Researchers have been successful at luring and capturing Cantuaria using a tethered mealworm (Tenebrio molitor) beetle, which is quicker and causes much less environmental damage than digging the spider out of its burrow.

These spiders are very sedentary, usually only sitting in their burrows waiting for a passing victim. They operate in a constant low temperature because they are underground, and they live for about 20 years. With these factors we can assume Cantuaria might have a low metabolic rate. With a low metabolic rate and a carnivorous diet, all this spider needs to do is wait for an unsuspecting victim to pass its burrow so that it can jump out and find its next meal.

==Predators, parasites and diseases==
Even though Cantuaria seem to be safe living their life underground, there are always predators who will find a way to surpass that obstacle and feed on the spider. The greatest of these enemies appears to be New Zealand's largest black hunting wasp, Priocnemis monachus.
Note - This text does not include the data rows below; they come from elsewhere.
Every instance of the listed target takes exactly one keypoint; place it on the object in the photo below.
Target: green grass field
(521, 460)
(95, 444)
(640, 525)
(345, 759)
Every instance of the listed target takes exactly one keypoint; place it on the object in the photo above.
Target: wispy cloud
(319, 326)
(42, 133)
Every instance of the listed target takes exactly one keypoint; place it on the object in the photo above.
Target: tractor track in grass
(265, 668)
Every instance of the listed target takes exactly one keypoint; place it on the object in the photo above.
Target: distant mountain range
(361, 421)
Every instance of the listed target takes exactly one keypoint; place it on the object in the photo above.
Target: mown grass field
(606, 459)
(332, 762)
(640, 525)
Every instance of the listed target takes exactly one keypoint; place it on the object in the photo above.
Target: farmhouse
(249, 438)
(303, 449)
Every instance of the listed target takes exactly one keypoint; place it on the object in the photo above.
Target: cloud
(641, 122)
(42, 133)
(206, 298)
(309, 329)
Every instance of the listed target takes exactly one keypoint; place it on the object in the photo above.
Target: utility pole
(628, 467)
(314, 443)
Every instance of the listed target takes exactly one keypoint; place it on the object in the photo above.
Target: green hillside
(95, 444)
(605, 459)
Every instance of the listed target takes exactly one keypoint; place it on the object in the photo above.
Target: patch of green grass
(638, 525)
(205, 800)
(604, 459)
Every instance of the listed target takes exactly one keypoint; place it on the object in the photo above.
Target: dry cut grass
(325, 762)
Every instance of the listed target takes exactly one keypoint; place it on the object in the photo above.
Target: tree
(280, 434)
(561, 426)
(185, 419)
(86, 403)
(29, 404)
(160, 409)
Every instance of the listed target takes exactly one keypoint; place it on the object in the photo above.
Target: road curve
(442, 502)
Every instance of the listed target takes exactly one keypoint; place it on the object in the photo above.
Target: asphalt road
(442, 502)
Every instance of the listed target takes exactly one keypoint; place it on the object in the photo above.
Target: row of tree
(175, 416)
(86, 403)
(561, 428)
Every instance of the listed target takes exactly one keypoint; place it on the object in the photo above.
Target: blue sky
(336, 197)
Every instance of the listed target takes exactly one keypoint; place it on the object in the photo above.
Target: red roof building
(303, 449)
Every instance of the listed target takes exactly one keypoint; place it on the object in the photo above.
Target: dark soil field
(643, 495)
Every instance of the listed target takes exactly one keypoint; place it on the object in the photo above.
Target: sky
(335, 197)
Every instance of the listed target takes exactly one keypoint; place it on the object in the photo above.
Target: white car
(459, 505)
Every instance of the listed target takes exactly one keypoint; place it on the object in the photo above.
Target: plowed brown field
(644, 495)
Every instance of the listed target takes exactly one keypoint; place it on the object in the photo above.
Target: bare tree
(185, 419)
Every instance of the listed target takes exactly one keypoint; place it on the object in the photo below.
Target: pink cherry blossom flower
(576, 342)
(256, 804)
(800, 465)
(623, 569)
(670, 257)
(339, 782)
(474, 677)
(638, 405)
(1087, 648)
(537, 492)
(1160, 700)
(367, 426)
Cantuaria are rather large spiders, so it makes sense that a large wasp would seek out a hefty meal for their growing larvae. Species of Cantuaria that live in their burrow without a trapdoor are most at risk, but this wasp is known to be strong enough to pull the lid open or bite clean through it, which puts C. dendyi at risk. The wasps have also been known to pretend to be an insect at the entrance and when the spider attacks, the wasp immediately grasps it. Some wasps also proceed to take over the spider's burrow, opening and closing the trapdoor as it pleases.
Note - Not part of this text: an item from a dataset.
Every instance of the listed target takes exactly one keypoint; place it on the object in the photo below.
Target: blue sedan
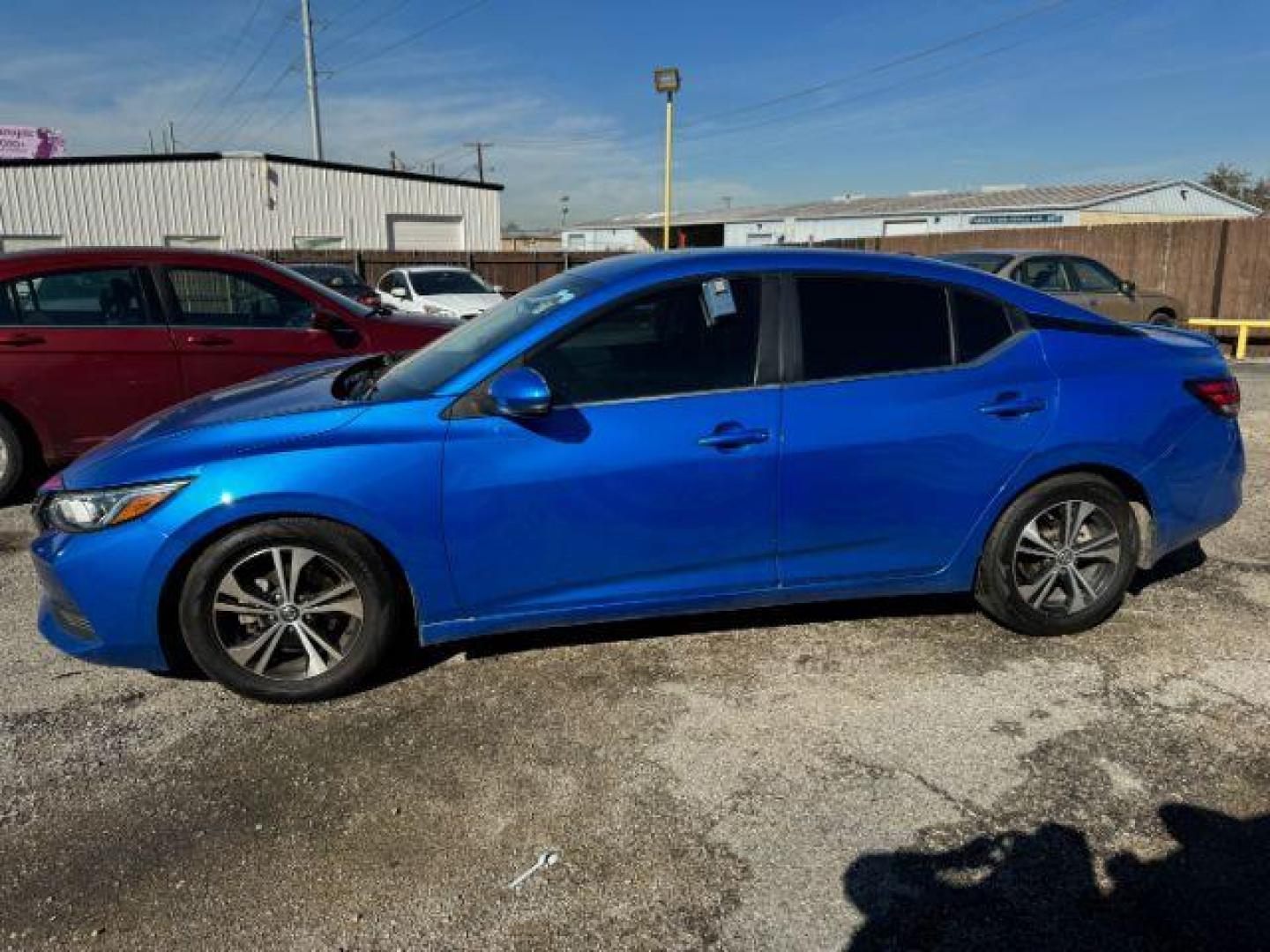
(646, 435)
New Zealand entomologist Anthony Harris has observed interactions between Priocnemis monachus and Cantuaria. He recorded that a wasp will find a trapdoor spider outside their burrow and stalk it. The spider will flee but as it turns to face the wasp (rearing up as it does so) a struggle ensues. The wasp will sting the spider several times until the spider collapses, although still alive. The wasp will then drag the body of the spider back to its already prepared nest. The spider is placed in a cell of the nest in which a wasp will lay an egg. The larva that develops will start feeding on the inert but still living body of the spider. Only at the end will the wasp larva eat the vital organs of the spider, which finally dies.
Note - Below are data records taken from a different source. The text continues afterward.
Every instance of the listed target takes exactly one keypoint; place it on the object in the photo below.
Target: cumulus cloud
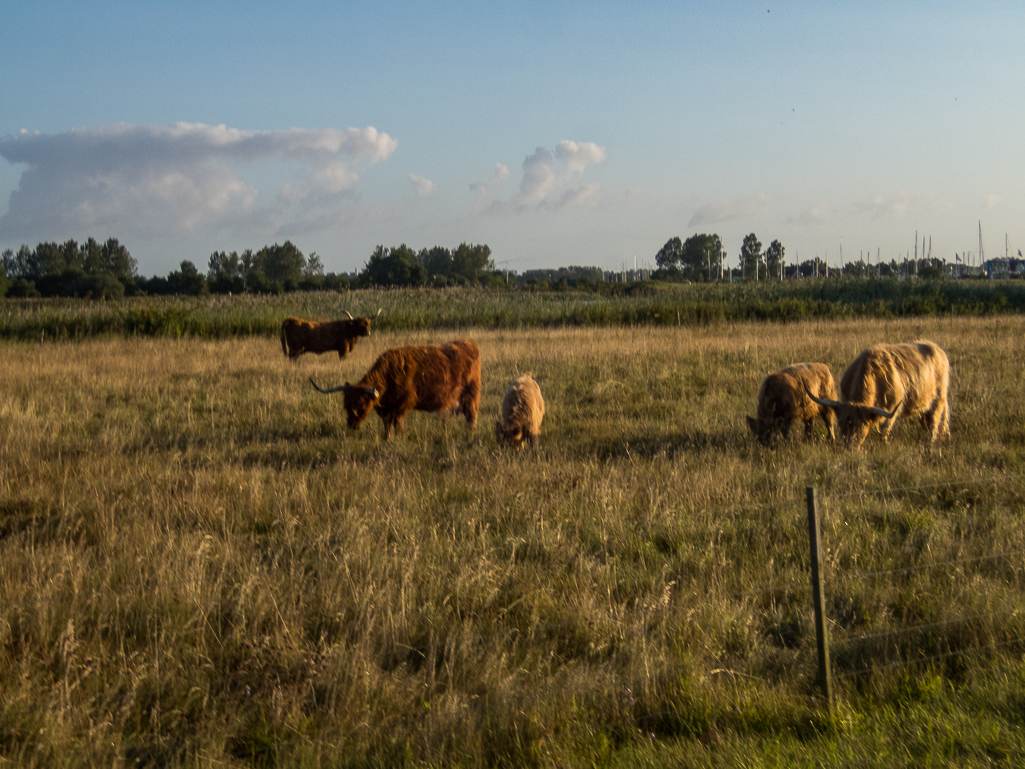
(579, 155)
(483, 190)
(820, 213)
(164, 180)
(713, 213)
(545, 185)
(898, 206)
(423, 186)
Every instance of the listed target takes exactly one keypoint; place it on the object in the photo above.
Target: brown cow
(436, 377)
(523, 409)
(887, 380)
(298, 336)
(783, 399)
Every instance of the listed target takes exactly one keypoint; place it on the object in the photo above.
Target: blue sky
(558, 133)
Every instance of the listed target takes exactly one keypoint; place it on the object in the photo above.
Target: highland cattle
(523, 409)
(783, 399)
(444, 378)
(888, 380)
(298, 336)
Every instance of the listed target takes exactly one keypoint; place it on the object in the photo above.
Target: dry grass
(200, 565)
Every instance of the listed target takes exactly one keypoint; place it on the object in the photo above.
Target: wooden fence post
(818, 599)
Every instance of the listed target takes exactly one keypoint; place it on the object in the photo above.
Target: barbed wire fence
(910, 644)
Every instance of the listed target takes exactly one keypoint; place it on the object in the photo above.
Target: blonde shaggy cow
(783, 399)
(523, 409)
(888, 380)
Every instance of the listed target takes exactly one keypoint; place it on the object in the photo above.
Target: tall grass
(201, 565)
(406, 310)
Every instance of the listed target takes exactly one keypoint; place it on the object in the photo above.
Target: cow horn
(329, 390)
(369, 391)
(882, 411)
(823, 401)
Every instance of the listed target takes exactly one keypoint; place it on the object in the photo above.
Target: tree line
(107, 270)
(701, 257)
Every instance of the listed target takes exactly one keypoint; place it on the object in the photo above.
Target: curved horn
(882, 411)
(822, 401)
(330, 390)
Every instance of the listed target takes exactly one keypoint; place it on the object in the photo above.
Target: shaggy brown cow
(887, 380)
(298, 336)
(783, 398)
(523, 409)
(436, 377)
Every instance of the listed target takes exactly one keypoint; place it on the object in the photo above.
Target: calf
(523, 409)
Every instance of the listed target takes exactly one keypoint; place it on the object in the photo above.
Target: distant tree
(282, 264)
(438, 262)
(470, 262)
(226, 273)
(813, 268)
(314, 267)
(101, 285)
(750, 257)
(188, 280)
(701, 255)
(394, 267)
(670, 256)
(775, 256)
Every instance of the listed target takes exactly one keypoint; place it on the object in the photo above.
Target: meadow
(200, 565)
(604, 305)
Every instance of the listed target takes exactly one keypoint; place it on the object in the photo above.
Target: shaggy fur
(436, 377)
(523, 409)
(783, 399)
(298, 336)
(888, 380)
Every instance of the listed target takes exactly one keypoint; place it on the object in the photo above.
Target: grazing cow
(783, 399)
(523, 409)
(887, 380)
(298, 336)
(436, 377)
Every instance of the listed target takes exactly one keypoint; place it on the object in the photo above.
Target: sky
(559, 133)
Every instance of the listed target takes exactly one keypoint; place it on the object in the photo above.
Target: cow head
(854, 419)
(359, 401)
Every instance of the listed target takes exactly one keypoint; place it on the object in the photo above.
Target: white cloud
(898, 206)
(713, 213)
(819, 213)
(583, 196)
(482, 190)
(545, 187)
(423, 186)
(165, 180)
(579, 155)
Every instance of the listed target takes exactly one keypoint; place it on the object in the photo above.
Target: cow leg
(469, 402)
(829, 417)
(888, 426)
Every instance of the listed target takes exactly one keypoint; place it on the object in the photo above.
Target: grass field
(201, 566)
When reviewing Cantuaria, Valerie Todd at the University of Otago, noted many species of this genus seem to be parasitised by mites. The mites were most commonly found clinging to the cephalothorax and were common on C. dendyi. Vikki Smith also found nematodes, or parasitic worms, inside of Cantuaria that seemed to have drowned. It is possible these spiders tried to escape the worm by leaving their burrow, and in doing so they put themselves at risk and got caught in water. Parasites and predators still have found a way to attach Cantuaria. Since many spiders take food up in liquid state, they are not likely to have internal parasites, other than a specific nematode species. Mites, however commonly parasitise this species and are found on the anterior part of the two sections that the spider in divided into (cephalothorax). Several species of Cantuaria have been found carrying the parasite nematode species Aranimermis giganteus in the abdomen, C. dendyi may also carry this parasitic nematode.

==Distinguishing traits==
Cantuaria is amongst the few spider genera whose members will look after offspring until they are able to build a burrow for themselves. Another trait of Cantuaria dendyi is their noncannibalistic habits. Males and females were kept together in a box and there were no noted loss of limbs throughout this time. Some were huddled together under a grass sod; the weaker died first in this study. Cantuaria are long-lived creatures that can survive up to 20 years.